The general view of terminal operators is the UCLS solution will help operators achieve safety, productivity and economic goals. However, since the equipment (containers) belong to the shipping companies, they can do nothing until shipping companies drive implementation of the UCLS.
The general view of shipping companies is the UCLS solution will help lines achieve safety, productivity and economic goals. However, lines are generally of the opinion that terminal operators will retain all of the economic benefits.
To overcome the chicken and the egg dilemma, what is needed is open constructive dialogue between leading shipping companies and leading terminal operators dedicated to improving safety and efficiency in the container handling industry; potentially via conference and industry work groups.

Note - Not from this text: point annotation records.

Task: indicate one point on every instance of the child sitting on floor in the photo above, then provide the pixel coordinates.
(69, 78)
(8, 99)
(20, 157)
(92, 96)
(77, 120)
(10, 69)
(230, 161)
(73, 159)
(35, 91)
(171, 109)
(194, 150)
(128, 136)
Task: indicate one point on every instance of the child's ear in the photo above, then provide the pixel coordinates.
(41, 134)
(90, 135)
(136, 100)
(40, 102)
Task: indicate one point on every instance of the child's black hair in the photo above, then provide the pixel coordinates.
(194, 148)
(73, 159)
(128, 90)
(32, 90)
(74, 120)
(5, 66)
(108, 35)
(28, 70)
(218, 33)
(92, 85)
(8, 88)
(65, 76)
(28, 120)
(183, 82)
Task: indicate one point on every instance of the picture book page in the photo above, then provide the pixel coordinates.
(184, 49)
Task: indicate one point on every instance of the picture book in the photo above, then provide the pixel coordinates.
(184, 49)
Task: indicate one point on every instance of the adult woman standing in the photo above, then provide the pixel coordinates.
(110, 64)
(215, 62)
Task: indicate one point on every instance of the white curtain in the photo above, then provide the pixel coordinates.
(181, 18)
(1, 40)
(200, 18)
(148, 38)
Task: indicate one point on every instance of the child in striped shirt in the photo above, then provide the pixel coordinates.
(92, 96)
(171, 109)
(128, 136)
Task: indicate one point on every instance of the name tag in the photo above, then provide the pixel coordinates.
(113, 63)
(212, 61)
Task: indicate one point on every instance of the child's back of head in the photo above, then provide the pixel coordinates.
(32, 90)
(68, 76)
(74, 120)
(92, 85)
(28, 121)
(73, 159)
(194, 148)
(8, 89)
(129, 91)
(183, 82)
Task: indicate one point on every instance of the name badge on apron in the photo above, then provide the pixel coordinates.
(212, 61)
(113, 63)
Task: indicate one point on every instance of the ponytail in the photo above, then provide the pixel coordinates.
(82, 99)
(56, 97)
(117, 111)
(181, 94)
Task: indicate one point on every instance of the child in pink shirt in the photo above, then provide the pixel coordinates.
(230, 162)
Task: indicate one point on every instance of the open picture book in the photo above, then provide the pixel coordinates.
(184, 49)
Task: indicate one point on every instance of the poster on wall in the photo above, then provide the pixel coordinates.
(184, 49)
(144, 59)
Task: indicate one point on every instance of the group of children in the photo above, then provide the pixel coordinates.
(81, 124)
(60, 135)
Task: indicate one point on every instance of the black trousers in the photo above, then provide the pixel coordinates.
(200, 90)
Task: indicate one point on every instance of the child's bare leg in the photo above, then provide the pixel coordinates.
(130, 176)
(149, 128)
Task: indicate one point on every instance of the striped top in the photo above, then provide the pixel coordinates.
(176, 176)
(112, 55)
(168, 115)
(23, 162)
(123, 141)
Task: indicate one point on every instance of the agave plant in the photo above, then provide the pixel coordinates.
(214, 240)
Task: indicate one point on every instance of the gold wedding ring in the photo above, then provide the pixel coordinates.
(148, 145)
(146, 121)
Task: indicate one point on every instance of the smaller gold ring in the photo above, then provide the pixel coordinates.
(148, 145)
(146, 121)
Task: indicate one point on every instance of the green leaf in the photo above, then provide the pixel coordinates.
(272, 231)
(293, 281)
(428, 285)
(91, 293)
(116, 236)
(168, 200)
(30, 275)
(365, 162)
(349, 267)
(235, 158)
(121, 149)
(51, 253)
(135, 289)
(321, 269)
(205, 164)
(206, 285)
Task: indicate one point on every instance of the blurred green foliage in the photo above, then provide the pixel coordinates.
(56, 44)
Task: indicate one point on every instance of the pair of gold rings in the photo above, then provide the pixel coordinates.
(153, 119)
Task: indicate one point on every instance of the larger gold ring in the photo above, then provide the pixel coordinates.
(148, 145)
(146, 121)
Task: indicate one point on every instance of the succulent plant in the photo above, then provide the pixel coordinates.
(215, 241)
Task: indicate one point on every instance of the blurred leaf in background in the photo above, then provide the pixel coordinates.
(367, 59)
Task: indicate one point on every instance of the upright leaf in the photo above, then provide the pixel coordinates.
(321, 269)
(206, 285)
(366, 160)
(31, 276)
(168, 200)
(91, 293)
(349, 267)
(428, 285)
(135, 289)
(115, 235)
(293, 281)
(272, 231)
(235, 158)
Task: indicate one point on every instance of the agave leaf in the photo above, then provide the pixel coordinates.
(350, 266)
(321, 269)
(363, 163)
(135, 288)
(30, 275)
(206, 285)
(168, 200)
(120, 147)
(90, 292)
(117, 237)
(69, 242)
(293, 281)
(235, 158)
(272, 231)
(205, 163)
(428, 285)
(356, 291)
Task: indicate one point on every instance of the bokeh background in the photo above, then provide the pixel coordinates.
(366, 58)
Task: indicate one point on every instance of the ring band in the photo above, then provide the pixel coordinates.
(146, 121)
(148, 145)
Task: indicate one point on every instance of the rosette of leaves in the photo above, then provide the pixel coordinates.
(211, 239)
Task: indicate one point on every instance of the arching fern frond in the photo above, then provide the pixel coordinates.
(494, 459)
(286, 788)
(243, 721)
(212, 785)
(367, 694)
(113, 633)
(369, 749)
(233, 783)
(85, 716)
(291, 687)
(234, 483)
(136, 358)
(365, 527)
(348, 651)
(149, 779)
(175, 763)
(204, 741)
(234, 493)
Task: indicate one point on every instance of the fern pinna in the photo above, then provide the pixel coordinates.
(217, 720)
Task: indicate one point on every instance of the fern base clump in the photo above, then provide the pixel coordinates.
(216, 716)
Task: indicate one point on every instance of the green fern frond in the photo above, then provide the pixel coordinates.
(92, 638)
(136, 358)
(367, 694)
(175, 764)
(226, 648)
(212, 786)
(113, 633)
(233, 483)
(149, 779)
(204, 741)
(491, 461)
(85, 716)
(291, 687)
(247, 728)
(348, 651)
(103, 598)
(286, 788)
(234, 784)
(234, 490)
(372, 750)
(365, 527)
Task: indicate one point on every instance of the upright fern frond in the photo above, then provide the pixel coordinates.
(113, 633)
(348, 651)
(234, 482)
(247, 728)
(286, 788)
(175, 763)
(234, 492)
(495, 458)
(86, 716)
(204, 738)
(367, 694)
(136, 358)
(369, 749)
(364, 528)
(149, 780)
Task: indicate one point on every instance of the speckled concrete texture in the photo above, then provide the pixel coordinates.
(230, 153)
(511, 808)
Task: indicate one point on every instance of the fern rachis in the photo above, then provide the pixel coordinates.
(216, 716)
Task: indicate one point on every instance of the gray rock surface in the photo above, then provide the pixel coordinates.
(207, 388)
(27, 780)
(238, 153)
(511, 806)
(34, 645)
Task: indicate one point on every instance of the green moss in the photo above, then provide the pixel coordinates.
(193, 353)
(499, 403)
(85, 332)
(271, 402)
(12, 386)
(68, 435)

Several high level models may be considered to spark discussion:
In order to have a few pivotal terminals mount all the UCLS devices, they need to be paid by all the terminals world-wide, to share the benefits. For this we deem that an intermediary organization of united terminal operators (they would be the joint venture partners) raise the money needed. Every terminal would pay its share based on the waterside moves it performs. The terminals executing the retrofitting process, get paid from the jointly collected funds. Each terminal would need to raise approximately 10 USD per container handled over the quay (1 time). In addition, they would need to equip the yard with the required pads in some form. However, these costs are small compared to the contribution to the container retrofit.
The safety benefits of the UCLS solution are clear. Economic analysis suggests a managed, timely global UCLS implementation is achievable and an attractive investment for the container shipping community as a whole. To achieve the safety and economic benefits of the UCLS requires buy in and guidance from industry leading shipping companies and terminal operators. UCLS work groups at upcoming conferences and industry organization events should be created to spark discussion about funding approaches and implementation strategies for the mutual benefit of all industry stakeholders.